A grim tale of stark horrora story of the redoubtable little French occultist
and crime-fighter, Jules de Grandin, and a weird exploit
in the wilds of Yucatan

JULES DE GRANDIN beat his hands together softly in perfunctory applause as the slim young bubble-dancer, birth-nude save for a liberal application of pearl powder, poised on slender, painted toes an instant with the shimmering thirty-inch rubber balloon forming a pellucid barrier between her nakedness and the audience, then ran lightly as a wind-blown thistle-fluff from the semi-lighted dance quadrangle framed by the rows of tables.

"Parbleu," he murmured with a grin, "facilities for studying anatomy have been enlarged since you and I were at l'école de medecine, n'est-ce-pas, my friend?"

With the deftness of much practise he maneuvered the cherry at the bottom of his old-fashioned cocktail onto the flange of his muddler and raised it to his lips as a Chinaman might raise rice upon his chopsticks. He ruminated on the candied fruit a moment, washed it down with the cocktail's final draft and turned his eyes again toward the dancing-floor, where an amber spotlight's shaft stabbed through the violet darkness as the orchestra began to play a waltz tune softly.

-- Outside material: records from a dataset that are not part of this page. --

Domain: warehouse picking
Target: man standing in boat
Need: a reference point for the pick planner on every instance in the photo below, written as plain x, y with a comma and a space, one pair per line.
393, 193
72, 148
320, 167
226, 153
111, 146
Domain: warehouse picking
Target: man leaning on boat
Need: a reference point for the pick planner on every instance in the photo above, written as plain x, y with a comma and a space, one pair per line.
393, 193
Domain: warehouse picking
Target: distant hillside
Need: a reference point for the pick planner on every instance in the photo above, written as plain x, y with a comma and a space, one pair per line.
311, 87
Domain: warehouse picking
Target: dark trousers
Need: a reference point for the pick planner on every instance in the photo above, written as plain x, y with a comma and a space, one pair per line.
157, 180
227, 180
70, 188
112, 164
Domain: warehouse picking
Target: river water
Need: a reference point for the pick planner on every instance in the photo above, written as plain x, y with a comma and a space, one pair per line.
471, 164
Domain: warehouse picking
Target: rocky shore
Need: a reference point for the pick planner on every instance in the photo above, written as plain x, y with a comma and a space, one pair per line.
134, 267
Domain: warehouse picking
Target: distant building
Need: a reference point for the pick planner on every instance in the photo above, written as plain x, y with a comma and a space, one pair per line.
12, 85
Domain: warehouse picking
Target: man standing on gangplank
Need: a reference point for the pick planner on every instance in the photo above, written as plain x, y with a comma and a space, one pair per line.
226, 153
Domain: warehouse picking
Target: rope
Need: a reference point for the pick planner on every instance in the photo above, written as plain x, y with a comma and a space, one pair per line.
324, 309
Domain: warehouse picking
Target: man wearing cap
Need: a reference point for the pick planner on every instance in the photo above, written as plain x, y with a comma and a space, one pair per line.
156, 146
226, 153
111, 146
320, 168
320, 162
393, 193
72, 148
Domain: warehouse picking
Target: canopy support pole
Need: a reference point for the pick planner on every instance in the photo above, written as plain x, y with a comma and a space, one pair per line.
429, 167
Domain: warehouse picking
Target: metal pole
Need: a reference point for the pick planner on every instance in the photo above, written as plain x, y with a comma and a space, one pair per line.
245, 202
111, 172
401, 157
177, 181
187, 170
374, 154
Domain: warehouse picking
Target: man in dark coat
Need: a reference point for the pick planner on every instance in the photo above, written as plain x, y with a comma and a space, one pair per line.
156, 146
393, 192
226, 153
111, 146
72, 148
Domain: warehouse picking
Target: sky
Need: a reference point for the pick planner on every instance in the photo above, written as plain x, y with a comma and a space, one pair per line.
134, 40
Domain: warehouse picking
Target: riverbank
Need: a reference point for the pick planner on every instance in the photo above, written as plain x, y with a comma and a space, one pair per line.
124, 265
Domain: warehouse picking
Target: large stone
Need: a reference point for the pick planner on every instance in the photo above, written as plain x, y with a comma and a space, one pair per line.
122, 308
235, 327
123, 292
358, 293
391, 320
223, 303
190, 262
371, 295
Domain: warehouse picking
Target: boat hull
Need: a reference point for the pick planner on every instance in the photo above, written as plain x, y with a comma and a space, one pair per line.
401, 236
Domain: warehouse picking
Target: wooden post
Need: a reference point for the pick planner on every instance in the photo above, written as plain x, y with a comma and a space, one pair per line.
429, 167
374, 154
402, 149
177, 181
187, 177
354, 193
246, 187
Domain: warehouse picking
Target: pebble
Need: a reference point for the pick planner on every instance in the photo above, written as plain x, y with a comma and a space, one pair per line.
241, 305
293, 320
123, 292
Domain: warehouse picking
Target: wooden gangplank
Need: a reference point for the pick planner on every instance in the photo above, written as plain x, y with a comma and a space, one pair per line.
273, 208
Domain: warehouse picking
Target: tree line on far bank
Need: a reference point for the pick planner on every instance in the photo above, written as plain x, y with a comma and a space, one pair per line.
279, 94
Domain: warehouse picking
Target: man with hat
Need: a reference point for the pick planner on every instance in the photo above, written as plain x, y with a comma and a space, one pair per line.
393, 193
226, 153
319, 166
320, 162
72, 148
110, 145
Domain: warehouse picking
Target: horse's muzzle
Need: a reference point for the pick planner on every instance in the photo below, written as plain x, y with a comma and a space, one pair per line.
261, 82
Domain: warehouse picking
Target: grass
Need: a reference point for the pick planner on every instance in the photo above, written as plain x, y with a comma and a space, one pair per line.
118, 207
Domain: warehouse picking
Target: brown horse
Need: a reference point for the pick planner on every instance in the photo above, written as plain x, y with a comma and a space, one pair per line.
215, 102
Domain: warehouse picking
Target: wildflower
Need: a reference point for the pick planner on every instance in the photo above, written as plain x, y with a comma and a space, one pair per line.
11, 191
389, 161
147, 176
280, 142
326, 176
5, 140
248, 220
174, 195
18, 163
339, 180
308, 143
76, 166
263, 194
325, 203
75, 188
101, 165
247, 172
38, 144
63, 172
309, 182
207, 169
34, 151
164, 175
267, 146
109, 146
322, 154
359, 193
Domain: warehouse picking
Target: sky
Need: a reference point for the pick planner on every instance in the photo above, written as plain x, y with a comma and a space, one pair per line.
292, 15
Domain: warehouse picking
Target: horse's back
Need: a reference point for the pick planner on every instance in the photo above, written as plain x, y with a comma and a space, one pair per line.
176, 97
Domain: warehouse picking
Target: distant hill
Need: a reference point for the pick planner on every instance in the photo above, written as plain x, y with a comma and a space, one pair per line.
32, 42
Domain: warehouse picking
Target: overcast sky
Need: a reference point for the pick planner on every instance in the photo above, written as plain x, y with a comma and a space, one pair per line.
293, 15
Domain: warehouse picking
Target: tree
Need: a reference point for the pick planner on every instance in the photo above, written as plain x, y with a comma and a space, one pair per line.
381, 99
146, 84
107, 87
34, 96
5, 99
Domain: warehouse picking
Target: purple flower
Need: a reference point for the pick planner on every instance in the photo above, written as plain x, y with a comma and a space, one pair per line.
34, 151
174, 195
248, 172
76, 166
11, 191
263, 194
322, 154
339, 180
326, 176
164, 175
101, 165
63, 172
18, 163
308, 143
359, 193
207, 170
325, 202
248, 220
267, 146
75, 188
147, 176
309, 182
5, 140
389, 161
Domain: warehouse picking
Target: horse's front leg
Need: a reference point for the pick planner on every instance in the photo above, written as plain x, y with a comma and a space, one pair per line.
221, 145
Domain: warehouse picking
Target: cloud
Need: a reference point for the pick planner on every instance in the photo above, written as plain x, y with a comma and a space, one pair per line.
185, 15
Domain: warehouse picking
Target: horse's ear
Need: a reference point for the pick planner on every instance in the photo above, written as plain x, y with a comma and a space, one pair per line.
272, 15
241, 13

Memories of moonlit straw-rides, of college proms and midwinter cotillions came to me as I recognized the gliding melody of Sobre las Olas, but no partners at a college hop or ballroom German of my dancing-days ever matched the couple who flowed out upon the floor. The man was tall and slim, virtually hipless in his molded evening clothes, with a tiny wisp of black mustache and gleaming hair pomaded and stretched back so tightly from his brow that it almost seemed to make his eyeballs pop. The girl was gold and cinnabar and ivory. Her hair, cut in a rippling shoulder-bob, was a mixture of pale gold and red, and the spotlight which played on her made it glimmer like a cataract of coruscating molten metal. Her gown of uncut velvet was brilliant yellow-red, throat-high in front, backless to the waist behind, and slit to the knee at either side to show the gleam of slender, sleekly depilated legs. Mandarin rouge was on her cheeks and lips, the filbert-shaped nails of her hands and feet were lacquered bright vermilion, her spool-heeled sandals were of gilded leather. The oval face, long-lashed blue eyes and provocative red mouth were perfect, yet her vibrant youthfulness was overlaid with a veneer of hardness. The girl had lived and looked at life, not always in its most alluring aspects.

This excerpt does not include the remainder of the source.